Nicklin had told him how perfect the island was, had talked for hours about the history of the place, the stories of those who had travelled to the place and were buried there.

‘Think about that, Jeff,’ he had said. ‘Twenty thousand of them. They reckon you’re only ever six feet from a rat in London. Where we’re going, you’re probably never more than that far from the bones of a saint.’

If it was true, then up to now Batchelor hadn’t felt it. There was peace and quiet for sure, but nothing he would call spiritual. Maybe he was just too frightened to pick up on all that stuff.

More than anything, he wanted to talk to Sonia, and Nicklin was still telling him that it was going to happen. All a question of timing, he said. Batchelor had spent a long time now, trying to work out what he would say when the moment came, knowing that he might not have very long in which to say it. He would need to pick his words carefully.

Listen, love, it’s me. You’ll be hearing things, from reporters and from the police probably and I just wanted you to hear them from me first. You remember what happened a month or so after I started my sentence? To me, I mean. You remember that things were suddenly different

Should he tell her the truth? That was the big question.

It was easy enough to tell her how much he loved her, that he missed her, but what about when it came to giving her reasons? Would she hate him if he did? He thought he knew his wife well enough to believe that she wouldn’t, but it was still a gamble.

Was it worth risking that, just to have her understand?

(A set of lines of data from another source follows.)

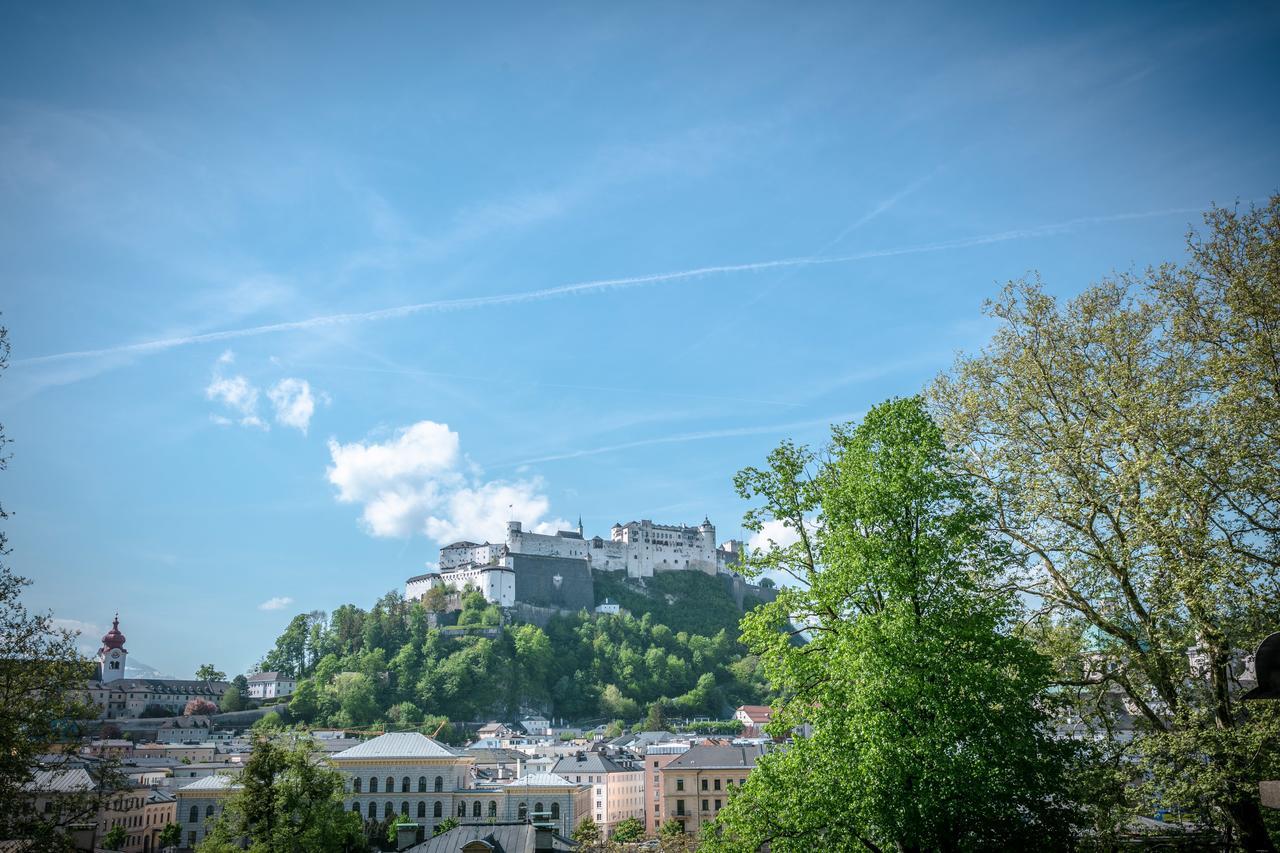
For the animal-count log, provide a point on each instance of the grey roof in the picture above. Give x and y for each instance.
(717, 757)
(398, 744)
(592, 762)
(216, 781)
(64, 781)
(502, 838)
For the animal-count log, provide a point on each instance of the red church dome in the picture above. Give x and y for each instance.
(114, 638)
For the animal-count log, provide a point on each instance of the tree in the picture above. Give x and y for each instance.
(232, 701)
(41, 692)
(115, 838)
(928, 714)
(1128, 441)
(629, 830)
(206, 673)
(289, 803)
(586, 831)
(170, 835)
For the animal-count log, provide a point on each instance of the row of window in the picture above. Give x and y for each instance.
(391, 784)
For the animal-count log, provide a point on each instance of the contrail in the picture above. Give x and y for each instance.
(160, 345)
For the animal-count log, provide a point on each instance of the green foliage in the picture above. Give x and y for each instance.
(208, 673)
(629, 830)
(289, 803)
(929, 729)
(1128, 439)
(388, 666)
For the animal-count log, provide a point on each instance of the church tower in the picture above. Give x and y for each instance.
(110, 657)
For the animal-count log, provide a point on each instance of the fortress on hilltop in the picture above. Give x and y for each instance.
(554, 570)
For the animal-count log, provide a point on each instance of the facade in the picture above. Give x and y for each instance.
(617, 788)
(695, 785)
(270, 685)
(200, 803)
(408, 774)
(118, 697)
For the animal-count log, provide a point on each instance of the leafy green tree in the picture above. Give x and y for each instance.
(208, 673)
(232, 701)
(41, 680)
(289, 803)
(586, 831)
(115, 838)
(170, 835)
(629, 830)
(1128, 441)
(928, 714)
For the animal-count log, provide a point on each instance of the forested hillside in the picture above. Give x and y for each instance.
(388, 665)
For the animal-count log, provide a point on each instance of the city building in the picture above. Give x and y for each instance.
(411, 775)
(118, 697)
(201, 803)
(695, 785)
(270, 685)
(617, 787)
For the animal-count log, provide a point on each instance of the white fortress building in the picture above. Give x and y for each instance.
(639, 548)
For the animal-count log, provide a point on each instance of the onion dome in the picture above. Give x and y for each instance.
(114, 638)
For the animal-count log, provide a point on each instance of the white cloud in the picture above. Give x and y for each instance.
(420, 483)
(293, 402)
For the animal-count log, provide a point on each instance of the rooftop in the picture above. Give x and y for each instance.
(398, 744)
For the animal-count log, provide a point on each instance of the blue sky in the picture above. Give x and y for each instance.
(293, 292)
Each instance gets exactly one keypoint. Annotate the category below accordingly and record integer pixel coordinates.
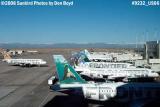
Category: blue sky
(87, 21)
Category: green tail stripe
(65, 72)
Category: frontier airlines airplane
(67, 80)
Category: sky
(87, 21)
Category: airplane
(68, 81)
(23, 62)
(109, 70)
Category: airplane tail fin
(86, 52)
(6, 56)
(65, 72)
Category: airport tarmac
(27, 87)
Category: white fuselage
(118, 90)
(113, 70)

Something happened, love. I’m talking about Jodi and Nathan. I found something out

Having her hate him was not a price he was prepared to pay.

He hoped he would know what to say when it came to it, when he heard his wife’s voice. He hoped that his faith would guide him. He hoped above all that there would be enough of it left by then. It had been such a struggle clinging on to it, plenty of times when it would have been so much easier to just let it go. The journey he had been on had been so strange and terrible that were it not for the conviction that it must all be somehow necessary, he would have stopped believing long before now.

From staring up at his daughter, her flawless features grey and bloated, to the sea that was now spitting in his face and moving beneath him, remorselessly bearing him towards an island built on bones.

From that bedroom to this boat.

He heard a laugh and looked across at Nicklin. The man who had saved him for reasons that were now obvious enough.

Nicklin smiled. Shouted, ‘All right, Jeff?’

Batchelor smiled back, nodded.

Another price that was far too high.